Pytorch on gears - one more way to fry RedisGears cluster

AlexMikhalev · May 22, 2020, 1:31pm

Now I have 3 steps in the pipeline and functioning , I want to add 4th - tokenisation using Bert Model.
Unfortunately, tokeniser depends on Pytorch which is ~800 MB download.
It seems after installation pytorch cluster becomes unstable:

161808:M 22 May 2020 15:01:13.516 * <module> GEARS: Successfully spellchecked sentence sentences:bafab6b3dd88dcdefe111698d02f81998c9accdb:236:{1x3}
161783:S 22 May 2020 15:03:42.420 * <module> Processing ./torch-1.4.0-cp37-cp37m-manylinux1_x86_64.whl

161783:S 22 May 2020 15:03:51.325 * <module> Installing collected packages: torch

161783:S 22 May 2020 15:04:02.674 * <module> Successfully installed torch-1.4.0

161783:S 22 May 2020 15:04:09.381 # <module> disconnected : 10.144.17.211:30006, status : -1, will try to reconnect.

161783:S 22 May 2020 15:04:09.402 # <module> disconnected : 10.144.17.211:30005, status : -1, will try to reconnect.

161783:S 22 May 2020 15:04:09.422 # <module> disconnected : 10.144.17.211:30003, status : -1, will try to reconnect.

161783:S 22 May 2020 15:04:09.443 # <module> disconnected : 10.144.17.211:30002, status : -1, will try to reconnect.

161783:S 22 May 2020 15:04:09.464 # <module> disconnected : 10.144.17.211:30004, status : -1, will try to reconnect.

The command I am trying to run gears-cli --host 10.144.17.211 --port 30001 tokenizer_bert_run.py --requirements requirements_tokenizer.txt

where requirements:

torch==1.4
transformers==2.9.1

and the code

tokenizer = None 


def loadTokeniser():
    global tokenizer
    from transformers import AutoTokenizer
    tokenizer = AutoTokenizer.from_pretrained("emilyalsentzer/Bio_ClinicalBERT")
    return tokenizer

def tokenise_sentence(record):
    global tokenizer
    if not tokenizer:
        tokenizer=loadTokeniser()
    sentence_key=x['key']
    sentence_orig=x['value']
    # sentence_key=record['value']['sentence_key']
    # sentence_orig=record['value']['content']
    shard_id=hashtag()
    log(f"Tokeniser received {sentence_key} and my {shard_id}")
    tokens = tokenizer.tokenize(record['value']['content'])
    key = "tokenized:bert:%s:{%s}" % (sentence_key,shard_id)
    for token in tokens:
        execute('lpush', key, token)
        execute('SADD','processed_docs_stage3_tokenized', sentence_key)


bg = GearsBuilder()
bg.foreach(tokenise_sentence)
bg.count()
bg.run('sentences:*')

I don’t think it reaches point where it runs code.
gears-cli times out with

Results
-------

Errors
------
%d)     %s (1, 'Execution max idle reached')
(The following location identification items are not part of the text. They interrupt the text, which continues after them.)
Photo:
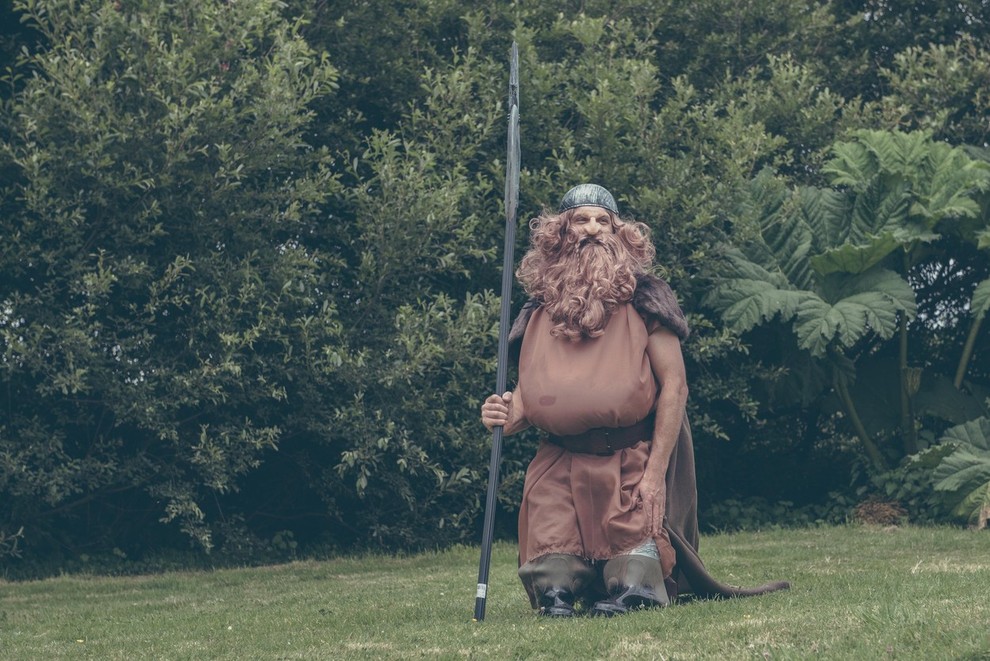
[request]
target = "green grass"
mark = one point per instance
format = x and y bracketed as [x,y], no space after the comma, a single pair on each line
[858,593]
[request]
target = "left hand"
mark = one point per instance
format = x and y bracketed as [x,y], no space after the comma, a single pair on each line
[651,494]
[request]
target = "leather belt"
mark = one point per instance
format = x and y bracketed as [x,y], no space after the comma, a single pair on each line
[604,441]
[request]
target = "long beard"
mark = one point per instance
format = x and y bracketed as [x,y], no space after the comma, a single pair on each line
[590,280]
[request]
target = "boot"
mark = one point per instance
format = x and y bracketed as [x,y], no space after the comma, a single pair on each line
[633,582]
[557,602]
[555,581]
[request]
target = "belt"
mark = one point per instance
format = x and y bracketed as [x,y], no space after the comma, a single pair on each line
[604,441]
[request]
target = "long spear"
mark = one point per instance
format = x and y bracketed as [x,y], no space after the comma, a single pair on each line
[511,210]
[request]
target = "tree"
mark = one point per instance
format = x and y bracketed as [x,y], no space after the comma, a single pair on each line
[839,263]
[160,303]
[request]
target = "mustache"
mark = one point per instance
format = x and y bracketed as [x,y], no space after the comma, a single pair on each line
[595,242]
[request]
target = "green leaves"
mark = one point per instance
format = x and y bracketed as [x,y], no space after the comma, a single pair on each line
[965,473]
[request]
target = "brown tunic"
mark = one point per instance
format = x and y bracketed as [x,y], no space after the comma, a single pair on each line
[581,504]
[549,471]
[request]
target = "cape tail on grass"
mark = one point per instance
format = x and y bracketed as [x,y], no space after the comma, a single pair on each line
[511,210]
[703,585]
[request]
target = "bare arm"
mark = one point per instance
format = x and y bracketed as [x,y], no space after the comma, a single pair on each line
[667,363]
[505,410]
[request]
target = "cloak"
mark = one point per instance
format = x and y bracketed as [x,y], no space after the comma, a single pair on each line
[654,300]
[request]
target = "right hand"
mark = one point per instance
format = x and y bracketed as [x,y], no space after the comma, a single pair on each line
[497,410]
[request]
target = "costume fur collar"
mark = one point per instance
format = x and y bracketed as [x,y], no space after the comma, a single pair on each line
[653,299]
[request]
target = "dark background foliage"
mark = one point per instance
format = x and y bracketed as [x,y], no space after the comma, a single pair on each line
[250,260]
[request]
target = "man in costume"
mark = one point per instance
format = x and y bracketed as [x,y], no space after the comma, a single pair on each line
[609,509]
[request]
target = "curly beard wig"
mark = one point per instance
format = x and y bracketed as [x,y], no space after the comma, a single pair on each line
[580,282]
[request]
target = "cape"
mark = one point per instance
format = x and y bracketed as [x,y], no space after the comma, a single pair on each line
[655,300]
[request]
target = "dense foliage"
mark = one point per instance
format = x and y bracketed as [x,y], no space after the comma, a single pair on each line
[249,252]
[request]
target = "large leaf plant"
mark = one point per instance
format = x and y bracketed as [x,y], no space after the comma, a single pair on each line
[834,264]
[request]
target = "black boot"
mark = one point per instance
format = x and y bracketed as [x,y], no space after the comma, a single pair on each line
[557,602]
[633,582]
[554,581]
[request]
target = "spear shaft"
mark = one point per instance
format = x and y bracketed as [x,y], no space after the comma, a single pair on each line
[511,212]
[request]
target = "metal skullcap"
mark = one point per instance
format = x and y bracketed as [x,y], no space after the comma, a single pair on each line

meirsh · May 22, 2020, 1:47pm

@AlexMikhalev can you share the full logs of all the shards? I guess its just takes to long to install this requirement and we are reaching execution Max idle timeout (by the way I already have a PR that set the requirement installation idle timeout to longer value by default because it make sense it might take a while https://github.com/RedisGears/RedisGears/pull/326). Notice that you can increase this timeout https://oss.redislabs.com/redisgears/configuration.html#executionmaxidletime.

AlexMikhalev · May 22, 2020, 1:57pm

@meirsh is any way to get debug log out of shards?
I am running ./create-cluster tailall and excerpt is above - nothing else, no failures.

AlexMikhalev · May 22, 2020, 2:02pm

I increased redis-trib.py execute --addr 10.144.17.211:30001 --master-only RG.CONFIGSET ExecutionMaxIdleTime 30 and tried to re-submit the same script as above. Resulted in segfault - see gist.

gist.github.com

https://gist.github.com/AlexMikhalev/e3f8c8da7d0d865c88d06fa6af5e4c1a

dump.txt

161783:S 22 May 2020 15:59:26.305 # === ASSERTION FAILED ===
161783:S 22 May 2020 15:59:26.305 # ==> src/cluster.c:215 'reply->type == REDIS_REPLY_STATUS' is not true
161783:S 22 May 2020 15:59:26.305 # (forcing SIGSEGV to print the bug report.)
161783:S 22 May 2020 15:59:26.305 # Redis 6.0.1 crashed by signal: 11
161783:S 22 May 2020 15:59:26.305 # Crashed running the instruction at: 0x55dbdad6b99f
161783:S 22 May 2020 15:59:26.305 # Accessing address: 0xffffffffffffffff
161783:S 22 May 2020 15:59:26.305 # Failed assertion: reply->type == REDIS_REPLY_STATUS (src/cluster.c:215)

------ STACK TRACE ------
EIP:

This file has been truncated. show original

meirsh · May 22, 2020, 2:17pm

OK @AlexMikhalev the issue is also this:
Downloading torch-1.4.0-cp37-cp37m-manylinux1_x86_64.whl (753.4 MB)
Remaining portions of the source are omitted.